Troubles mentaux : de bonnes raisons au mal-être ?
Avoir peur ou se mettre en retrait sont des mécanismes qui ont pu être bénéfiques pour la préservation de l’espèce. Cet éclairage évolutionniste montre sous un jour nouveau les troubles psychiques comme la dépression ou l’anxiété.

De rares personnes souffrent d’un trouble génétique qui les rend insensibles à la douleur. Elles vivent habituellement moins longtemps que les autres, car elles se blessent ou s’exposent à des dangers mortels sans s’en rendre compte.

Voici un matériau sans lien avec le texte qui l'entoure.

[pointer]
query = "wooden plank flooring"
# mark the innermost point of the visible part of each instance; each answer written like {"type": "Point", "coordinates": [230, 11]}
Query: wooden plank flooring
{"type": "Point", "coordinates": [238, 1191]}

Des études ont montré que, face à la douleur d’un tiers, elles ne ressentent pas d’émotion, comme une absence d’empathie. Cela illustre le fait que la souffrance et la douleur sont certes désagréables, mais qu’elles sont bénéfiques à la survie et à la transmission de nos gènes.

L’anxiété, un atout
Il en est de même pour la douleur psychique et la souffrance morale. Face à un danger, il est salutaire d’avoir peur et, face à un danger potentiel, de ressentir de l’anxiété. Pour les chasseurs-cueilleurs du paléolithique, il est même nécessaire d’être anxieux dans un environ­nement hostile. Même si cette anxiété est le plus souvent sans objet, le jour où le lion est en face de nous, elle devient très avantageuse. Randolph Nesse, psychiatre pionnier de la médecine darwinienne, parle d’effet « détecteur de fumée » : il vaut mieux qu’il se déclenche pour presque rien que trop tard. Ainsi, nombre de troubles anxieux et phobiques trouveraient leur origine dans ce mécanisme. L’environnement est devenu sans doute moins dangereux, mais ces mécanismes persistent et prennent parfois des proportions inadaptées face à la réalité, pour des raisons génétiques ou à cause de traumatismes psychiques précédents.

Bénéfiques à la survie
En moyenne, les femmes ont deux fois plus de risques que les hommes de souffrir d’un trouble anxieux. D’un point de vue évolutionniste, où les femmes n’ont que peu d’ovules à distribuer, leur niveau d’anxiété serait en réalité bien adapté à la transmission de leurs gènes, tandis que les hommes, dont la survie dépend de la diffusion la plus large possible de leurs milliards de spermatozoïdes, seraient plus aptes à prendre davantage de risques. La dépression, cette souffrance morale, serait le signe qu’il convient de s’arrêter de s’épuiser face à des objectifs inatteignables. L’état de prostration qu’elle entraîne peut être perçu comme un besoin d’aide par son groupe. C’est alors que la capacité à ressentir soi-même la souffrance peut déclencher, par empathie, des comportements d’entraide, bénéfiques à la survie de l’individu et du groupe. Ces « explications » aux douleurs mentales ne doivent pas constituer une raison de ne pas les traiter. Comme les douleurs physiques, elles sont bénéfiques à la survie, mais méritent d’être combattues si besoin.